Fig. 2 illustrates another enclosed aseptic food pasteurization system including a food product supply 20, a non-thermal enzyme deactivation unit 22 and a low temperature pasteurization unit 24 which may each take the forms described above. In addition, this second embodiment includes an evaporation unit 26 upstream from a cooling unit 28 and packaging unit 30 which, again, may be conventional portions of the system. The evaporation unit 26 is incorporated into this system to form a concentrated product such as concentrated orange juice. It may also be desirable to combine the low temperature pasteurization unit 24 and the evaporation unit 26 such that low temperature pasteurization and evaporation processes are performed simultaneously. That is, the orange juice may be heated to a temperature of about 160° F as water is removed from the juice in an evaporation process during which the 160° F temperature is maintained for a time sufficient to pasteurize the orange juice.

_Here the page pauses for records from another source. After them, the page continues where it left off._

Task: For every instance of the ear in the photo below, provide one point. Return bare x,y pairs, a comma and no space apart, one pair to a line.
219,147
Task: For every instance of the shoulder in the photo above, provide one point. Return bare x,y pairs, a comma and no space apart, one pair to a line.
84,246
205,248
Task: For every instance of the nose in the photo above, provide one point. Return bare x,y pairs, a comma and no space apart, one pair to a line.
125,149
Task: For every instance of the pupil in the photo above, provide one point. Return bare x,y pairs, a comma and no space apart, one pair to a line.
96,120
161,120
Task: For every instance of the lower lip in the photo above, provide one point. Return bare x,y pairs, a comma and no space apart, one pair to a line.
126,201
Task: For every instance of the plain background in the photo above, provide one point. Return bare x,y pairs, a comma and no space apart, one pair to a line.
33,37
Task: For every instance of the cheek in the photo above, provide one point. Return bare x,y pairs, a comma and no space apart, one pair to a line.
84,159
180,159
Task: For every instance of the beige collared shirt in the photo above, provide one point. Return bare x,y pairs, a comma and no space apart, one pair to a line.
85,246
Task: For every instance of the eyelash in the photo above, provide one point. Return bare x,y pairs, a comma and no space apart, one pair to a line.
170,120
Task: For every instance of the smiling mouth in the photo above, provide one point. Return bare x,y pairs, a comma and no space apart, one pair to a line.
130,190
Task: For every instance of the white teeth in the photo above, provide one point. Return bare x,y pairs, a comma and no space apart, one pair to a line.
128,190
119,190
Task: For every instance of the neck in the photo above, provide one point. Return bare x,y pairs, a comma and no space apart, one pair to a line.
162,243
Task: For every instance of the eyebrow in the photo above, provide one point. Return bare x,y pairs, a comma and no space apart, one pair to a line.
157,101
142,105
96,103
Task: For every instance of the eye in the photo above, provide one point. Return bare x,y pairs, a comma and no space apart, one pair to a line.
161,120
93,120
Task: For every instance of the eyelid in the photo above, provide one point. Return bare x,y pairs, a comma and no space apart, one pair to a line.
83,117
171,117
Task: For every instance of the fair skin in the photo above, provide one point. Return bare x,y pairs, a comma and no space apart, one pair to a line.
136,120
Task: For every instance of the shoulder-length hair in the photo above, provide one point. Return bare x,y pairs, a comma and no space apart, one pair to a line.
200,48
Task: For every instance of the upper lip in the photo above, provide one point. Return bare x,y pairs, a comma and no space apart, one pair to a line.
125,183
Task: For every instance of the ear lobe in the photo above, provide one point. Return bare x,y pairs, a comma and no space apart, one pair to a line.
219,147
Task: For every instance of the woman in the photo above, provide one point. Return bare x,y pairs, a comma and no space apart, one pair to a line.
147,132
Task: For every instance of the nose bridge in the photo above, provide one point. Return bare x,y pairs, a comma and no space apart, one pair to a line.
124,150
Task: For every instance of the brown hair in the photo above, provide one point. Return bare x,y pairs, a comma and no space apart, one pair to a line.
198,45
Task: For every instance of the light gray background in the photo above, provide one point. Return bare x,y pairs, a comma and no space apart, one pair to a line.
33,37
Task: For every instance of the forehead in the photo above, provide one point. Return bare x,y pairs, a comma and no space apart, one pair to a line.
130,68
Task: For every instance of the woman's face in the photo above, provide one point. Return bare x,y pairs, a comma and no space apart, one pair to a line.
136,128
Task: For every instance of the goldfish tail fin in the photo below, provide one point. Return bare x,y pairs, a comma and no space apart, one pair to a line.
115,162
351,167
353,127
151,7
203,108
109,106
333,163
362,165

Fig. 3 illustrates another alternative embodiment of an enclosed aseptic food processing system designed to form a concentrate of a pumpable, water-containing food product. The food product is pumped from a supply 32 to a non-thermal enzyme deactivation unit 34, which again may be comprised of a submerged high voltage arc discharge system or a PEF discharge unit as described above. A concentration unit 36 receives the pumpable food product from the non-thermal enzyme deactivation unit 34 and may more specifically comprise a multi-stage evaporator system available from FMC Technologies, Inc. (Chicago, IL). Such a concentration unit 36 may or may not achieve a pasteurization temperature depending, for example, on the pressure applied to

thepumpabfe fbed product during this portion of the process. However, it will be understood by those of ordinary skill that concentrated forms of various food products need not be pasteurized if the concentrated form of the food product itself does not allow adequate microbial growth. As with the previous systems, this system also includes conventional cooling and packaging units 38, 40 which may or may not be combined into a single apparatus and which may be reversed in order.

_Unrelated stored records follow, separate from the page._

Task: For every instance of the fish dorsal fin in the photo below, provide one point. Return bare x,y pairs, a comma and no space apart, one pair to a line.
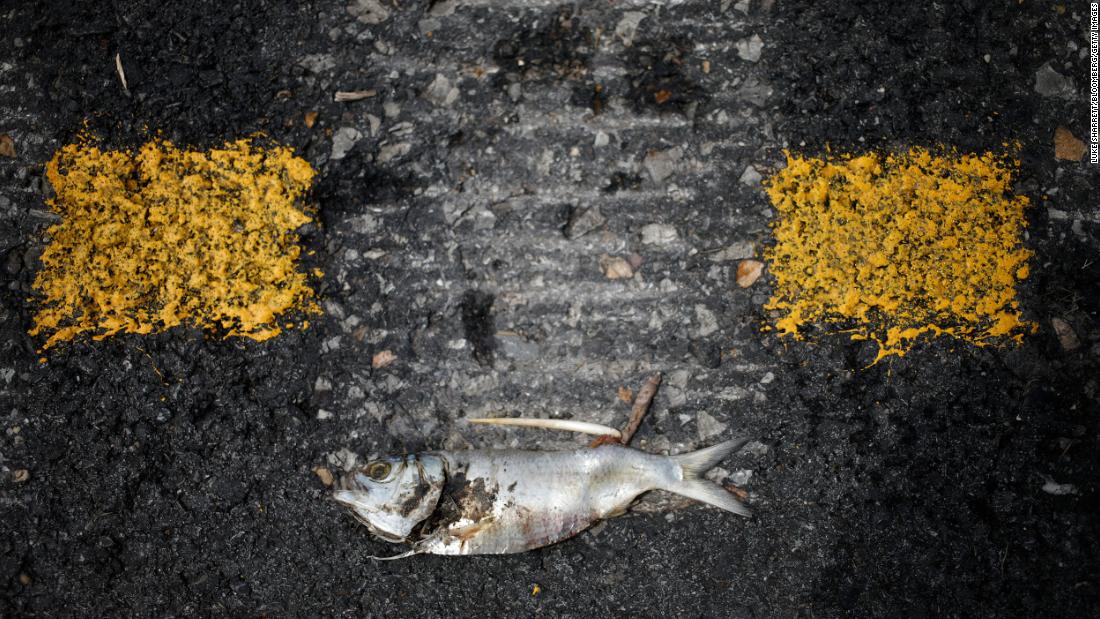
564,424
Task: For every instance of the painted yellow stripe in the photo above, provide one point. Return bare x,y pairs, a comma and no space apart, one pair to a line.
162,236
893,246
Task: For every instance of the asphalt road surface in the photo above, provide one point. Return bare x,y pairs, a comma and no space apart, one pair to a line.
463,211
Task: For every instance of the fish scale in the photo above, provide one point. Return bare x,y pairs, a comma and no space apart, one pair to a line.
498,501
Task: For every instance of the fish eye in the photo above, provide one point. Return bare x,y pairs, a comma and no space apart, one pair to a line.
377,470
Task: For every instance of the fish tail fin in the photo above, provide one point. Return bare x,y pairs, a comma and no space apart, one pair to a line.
693,486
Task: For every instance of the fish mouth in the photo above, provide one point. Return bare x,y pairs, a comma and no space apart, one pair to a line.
347,492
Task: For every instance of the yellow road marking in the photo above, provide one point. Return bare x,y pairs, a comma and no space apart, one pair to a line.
163,236
890,247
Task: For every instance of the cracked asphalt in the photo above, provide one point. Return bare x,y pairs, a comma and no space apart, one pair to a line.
470,208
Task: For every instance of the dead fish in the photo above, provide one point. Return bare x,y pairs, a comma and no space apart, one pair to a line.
498,501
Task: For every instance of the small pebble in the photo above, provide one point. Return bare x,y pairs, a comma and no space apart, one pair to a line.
323,474
615,267
383,358
1066,334
748,272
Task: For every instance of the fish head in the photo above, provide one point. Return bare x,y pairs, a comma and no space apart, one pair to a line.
393,495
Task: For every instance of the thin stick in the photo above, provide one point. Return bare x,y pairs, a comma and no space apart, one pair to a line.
565,424
640,408
122,74
345,96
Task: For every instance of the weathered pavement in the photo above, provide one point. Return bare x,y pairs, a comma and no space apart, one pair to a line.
464,212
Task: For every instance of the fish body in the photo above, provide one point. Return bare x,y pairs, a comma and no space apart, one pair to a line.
497,501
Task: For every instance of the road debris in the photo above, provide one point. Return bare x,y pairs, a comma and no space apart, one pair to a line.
323,474
748,272
627,28
7,146
122,74
749,48
1052,487
1049,83
1066,335
371,12
383,358
1067,146
662,164
440,91
343,141
615,267
348,96
659,234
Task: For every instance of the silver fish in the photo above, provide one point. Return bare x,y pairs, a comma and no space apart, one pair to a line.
497,501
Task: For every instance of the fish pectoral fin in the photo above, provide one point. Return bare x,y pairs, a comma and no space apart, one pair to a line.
465,532
617,511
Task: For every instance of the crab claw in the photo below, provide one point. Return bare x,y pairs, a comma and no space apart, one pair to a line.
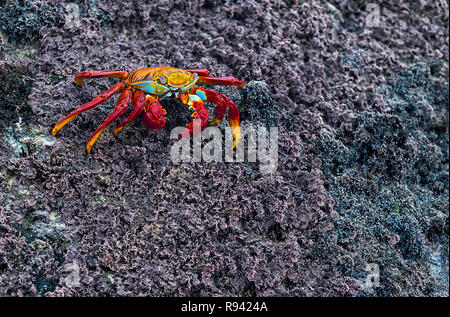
153,116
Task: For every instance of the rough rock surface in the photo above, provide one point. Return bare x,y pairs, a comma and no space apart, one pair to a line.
362,177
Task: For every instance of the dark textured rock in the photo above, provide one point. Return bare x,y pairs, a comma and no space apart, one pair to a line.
362,171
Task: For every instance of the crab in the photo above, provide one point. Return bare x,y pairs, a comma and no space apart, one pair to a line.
146,86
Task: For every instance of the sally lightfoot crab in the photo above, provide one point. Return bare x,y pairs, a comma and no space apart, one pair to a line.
146,86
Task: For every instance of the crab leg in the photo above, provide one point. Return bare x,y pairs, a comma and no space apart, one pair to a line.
80,77
119,109
94,102
138,105
228,81
223,103
200,72
201,113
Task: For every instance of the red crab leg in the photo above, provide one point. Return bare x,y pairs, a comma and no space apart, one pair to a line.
200,72
223,103
94,102
228,81
153,117
138,105
80,77
201,113
119,109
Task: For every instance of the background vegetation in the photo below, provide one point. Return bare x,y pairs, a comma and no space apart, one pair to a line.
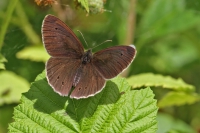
165,33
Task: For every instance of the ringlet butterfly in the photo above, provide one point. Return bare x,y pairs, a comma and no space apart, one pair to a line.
71,70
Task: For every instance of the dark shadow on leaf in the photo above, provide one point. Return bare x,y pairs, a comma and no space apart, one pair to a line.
47,100
77,109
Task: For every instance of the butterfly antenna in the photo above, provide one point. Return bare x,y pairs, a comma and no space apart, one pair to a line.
102,43
83,37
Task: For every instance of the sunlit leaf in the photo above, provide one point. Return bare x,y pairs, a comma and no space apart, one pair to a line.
34,53
2,61
149,79
178,98
11,87
116,109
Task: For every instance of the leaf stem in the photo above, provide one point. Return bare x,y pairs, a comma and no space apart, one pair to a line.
7,18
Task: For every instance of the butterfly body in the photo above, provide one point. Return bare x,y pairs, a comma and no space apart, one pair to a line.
70,67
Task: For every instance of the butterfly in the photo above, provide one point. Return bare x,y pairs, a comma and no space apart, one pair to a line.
72,71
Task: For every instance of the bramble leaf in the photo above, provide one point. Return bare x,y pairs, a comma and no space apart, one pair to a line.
116,109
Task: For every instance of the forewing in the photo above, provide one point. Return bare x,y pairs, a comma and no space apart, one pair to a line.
90,83
61,73
112,61
59,40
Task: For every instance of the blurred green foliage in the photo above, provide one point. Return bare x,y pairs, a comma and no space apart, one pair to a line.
165,33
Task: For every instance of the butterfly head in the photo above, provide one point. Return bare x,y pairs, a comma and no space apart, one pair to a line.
86,58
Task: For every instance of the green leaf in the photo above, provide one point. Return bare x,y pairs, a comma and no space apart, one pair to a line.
178,98
116,109
34,53
11,87
2,61
84,3
95,6
149,79
167,123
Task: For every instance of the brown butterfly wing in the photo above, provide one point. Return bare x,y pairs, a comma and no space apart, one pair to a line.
61,73
112,61
91,82
59,40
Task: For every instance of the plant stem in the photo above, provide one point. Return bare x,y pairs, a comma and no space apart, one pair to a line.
7,18
131,23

Fig. 4 illustrates another embodiment of the invention which is particularly suitable for the production of tomato pastes. In this system, a food product supply 42, which may contain tomato juice, supplies a non-thermal enzyme deactivation unit 44, such as a unit as described above. Following enzyme deactivation, the juice is sent to an evaporation unit 46. Evaporation unit 46 removes water from the tomato juice to form a tomato paste. The tomato paste is then directed into a thermal pasteurization unit 48 prior to being cooled and packaged at respective stations 50,52 which may be configured as previously described. With respect to the production of tomato paste, the thermal pasteurization unit 48 usually achieves conventional pasteurization temperatures of between about 200°F and 215° F. Although this may have some adverse effect on the quality of the resulting tomato paste due to the higher temperatures than used in connection with other embodiments of this invention, the non-thermal enzyme deactivation station 44 replaces the conventional first high temperature hot break step and thus, overall, the food product is subjected to high temperatures for a shorter period of time than in conventional processing techniques. For this reason, the resulting food product (e. g. , tomato paste) has better flavor, aroma, color and nutritional value than it would if processed with conventional thermal pasteurization only.

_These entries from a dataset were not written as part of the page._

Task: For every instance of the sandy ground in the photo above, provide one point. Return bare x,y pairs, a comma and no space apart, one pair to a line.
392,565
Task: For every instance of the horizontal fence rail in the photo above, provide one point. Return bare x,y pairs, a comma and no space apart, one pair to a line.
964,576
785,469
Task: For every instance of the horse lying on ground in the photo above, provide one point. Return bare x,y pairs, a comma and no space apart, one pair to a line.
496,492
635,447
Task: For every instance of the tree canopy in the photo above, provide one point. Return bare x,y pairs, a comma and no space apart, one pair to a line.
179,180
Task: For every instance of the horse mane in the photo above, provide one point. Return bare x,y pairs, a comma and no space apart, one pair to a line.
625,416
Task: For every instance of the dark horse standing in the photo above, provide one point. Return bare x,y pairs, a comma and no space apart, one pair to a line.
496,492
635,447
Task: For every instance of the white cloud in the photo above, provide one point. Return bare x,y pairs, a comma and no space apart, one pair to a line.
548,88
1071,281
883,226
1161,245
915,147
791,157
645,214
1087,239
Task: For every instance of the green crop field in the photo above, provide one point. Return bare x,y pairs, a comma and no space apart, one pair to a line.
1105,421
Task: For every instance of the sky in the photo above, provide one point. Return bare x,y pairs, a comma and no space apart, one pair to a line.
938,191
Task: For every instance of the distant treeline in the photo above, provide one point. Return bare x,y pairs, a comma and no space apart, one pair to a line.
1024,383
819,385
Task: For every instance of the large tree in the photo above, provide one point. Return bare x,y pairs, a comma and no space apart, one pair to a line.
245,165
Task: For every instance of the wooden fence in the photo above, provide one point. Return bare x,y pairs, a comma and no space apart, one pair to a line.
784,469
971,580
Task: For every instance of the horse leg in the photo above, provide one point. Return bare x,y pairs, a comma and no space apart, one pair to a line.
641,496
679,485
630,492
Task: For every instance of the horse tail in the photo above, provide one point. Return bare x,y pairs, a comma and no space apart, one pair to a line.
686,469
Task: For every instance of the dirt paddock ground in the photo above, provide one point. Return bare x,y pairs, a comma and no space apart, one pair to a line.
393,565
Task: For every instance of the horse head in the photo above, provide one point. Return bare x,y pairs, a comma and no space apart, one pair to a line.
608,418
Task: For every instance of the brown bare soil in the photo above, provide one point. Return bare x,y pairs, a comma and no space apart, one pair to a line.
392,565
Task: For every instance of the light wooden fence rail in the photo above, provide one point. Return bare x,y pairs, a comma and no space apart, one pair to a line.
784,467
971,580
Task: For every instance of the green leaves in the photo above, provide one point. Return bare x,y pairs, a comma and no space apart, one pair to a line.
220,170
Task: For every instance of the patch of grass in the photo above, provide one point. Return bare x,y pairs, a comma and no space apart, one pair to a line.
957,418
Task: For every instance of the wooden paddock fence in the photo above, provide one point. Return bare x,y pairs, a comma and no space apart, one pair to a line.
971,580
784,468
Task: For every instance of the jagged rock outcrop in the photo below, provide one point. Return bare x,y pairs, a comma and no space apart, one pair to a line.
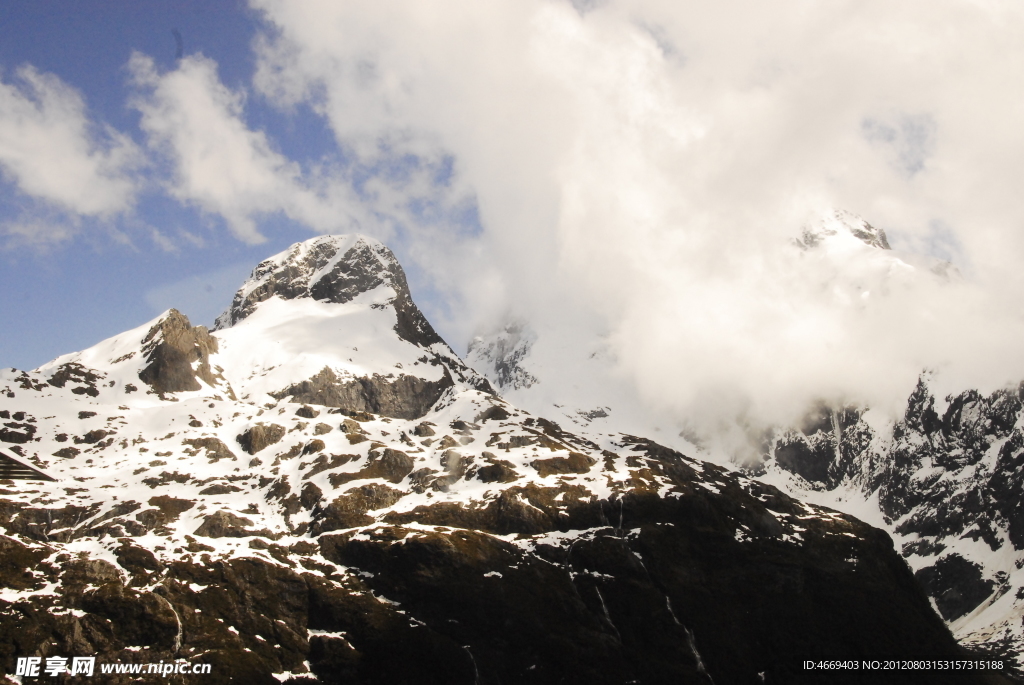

While the present invention has been illustrated by a description of a preferred embodiment and while this embodiment has been described in some detail, it is not the intention of the Applicants to restrict or in any way limit the scope of the appended claims to such detail. Additional advantages and modifications will readily appear to those skilled in the art. The various features of the invention may be used alone or in numerous combinations depending on the needs and preferences of the user. This has been a description of the present invention, along with the preferred methods of practicing the present invention as currently known. However, the invention itself should only be defined by the appended claims.